Jackie took her first steps this morning according to the husband. I was at Starbucks working on War, so I missed the occasion, but he says she let go of the couch and took two steps before plopping down again. Sam, on the other hand, refuses to even push herself into a sitting position or pull all the way up to a standing position most of the time. However, she doesn’t really need to walk to get where she wants to go. Sam is a lil’ speed demon. Jackie just chills and wanders around as she feels like it.
We got a play yard for them because I spent all of yesterday yanking them away from the Christmas tree. Whew, exhausting. I don’t know how my sainted mother-in-law has survived them until now with them mobile and uncorralled.
Garrett, my adorable lil’ boy (at the moment he’s in my good graces heh), he’s playing “fetch the Sammie”. Sam hates the play yard, so we let her out. Garrett’s being a saint and retrieving her whenever she gets too close to the tree. Jackie’s quite content in the play yard playing with Buzz Lightyear.
I’ve been trying to finish War. Got a draft done, sans a couple of scenes and went through for a pass at actual edits, rather than rewrite. That went quickly. Still missing said scenes and now the ending is being redone, but hopefully soon. I’d like to move onto a different project soon.

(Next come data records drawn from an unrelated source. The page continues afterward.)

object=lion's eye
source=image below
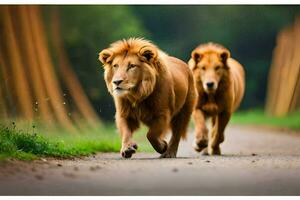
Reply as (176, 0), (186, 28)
(113, 64), (119, 69)
(127, 64), (136, 70)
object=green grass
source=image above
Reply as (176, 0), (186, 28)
(0, 121), (152, 160)
(231, 110), (300, 131)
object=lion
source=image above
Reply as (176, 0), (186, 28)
(188, 42), (245, 155)
(99, 38), (197, 158)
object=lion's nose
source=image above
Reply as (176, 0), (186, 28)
(113, 79), (123, 86)
(206, 82), (214, 89)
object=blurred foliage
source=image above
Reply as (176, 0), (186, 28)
(231, 109), (300, 131)
(46, 5), (300, 120)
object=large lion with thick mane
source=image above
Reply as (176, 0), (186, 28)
(99, 38), (196, 158)
(189, 43), (245, 155)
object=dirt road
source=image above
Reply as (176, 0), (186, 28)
(0, 126), (300, 195)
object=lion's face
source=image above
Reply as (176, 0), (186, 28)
(190, 51), (229, 93)
(105, 55), (144, 96)
(99, 42), (157, 99)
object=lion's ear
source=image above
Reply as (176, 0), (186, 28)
(188, 58), (196, 70)
(138, 46), (157, 62)
(99, 49), (113, 65)
(191, 51), (203, 64)
(220, 51), (230, 64)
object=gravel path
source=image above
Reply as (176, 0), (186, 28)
(0, 126), (300, 195)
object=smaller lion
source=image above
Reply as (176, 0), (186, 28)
(99, 38), (196, 158)
(188, 43), (245, 155)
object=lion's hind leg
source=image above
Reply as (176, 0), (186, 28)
(160, 103), (193, 158)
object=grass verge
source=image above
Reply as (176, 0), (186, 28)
(231, 110), (300, 131)
(0, 124), (152, 160)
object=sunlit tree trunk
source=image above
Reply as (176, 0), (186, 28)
(17, 6), (53, 123)
(28, 6), (73, 129)
(51, 7), (99, 125)
(1, 6), (33, 119)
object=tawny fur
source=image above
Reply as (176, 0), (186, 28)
(99, 38), (196, 158)
(189, 43), (245, 155)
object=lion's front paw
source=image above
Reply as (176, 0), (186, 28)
(121, 143), (138, 158)
(193, 139), (208, 152)
(207, 147), (221, 156)
(159, 150), (177, 158)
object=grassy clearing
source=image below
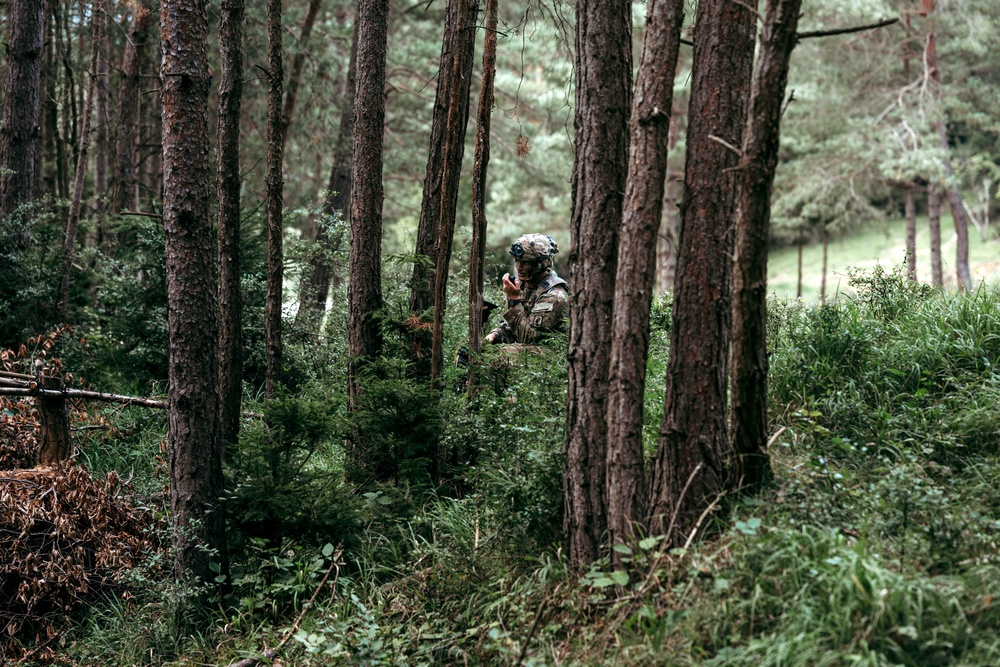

Once again I found myself on the fence about taking a particular action with respect to my writing. It will determine what happens to the entire Dream-Walker War series, so it’s a rough decision. Hubby’s encouraging toward it, others are cautioning, et cetera. I need to get off my Libra fence and make a choice. But what if it’s the wrong choice? ARGH!
That’s as specific as I want to be at the moment. I’ll decide within the next week or so and then fill y’all in on the specifics.
Have you ever felt like you were standing at a crossroads? How did you make your decision and do you regret whatever you chose?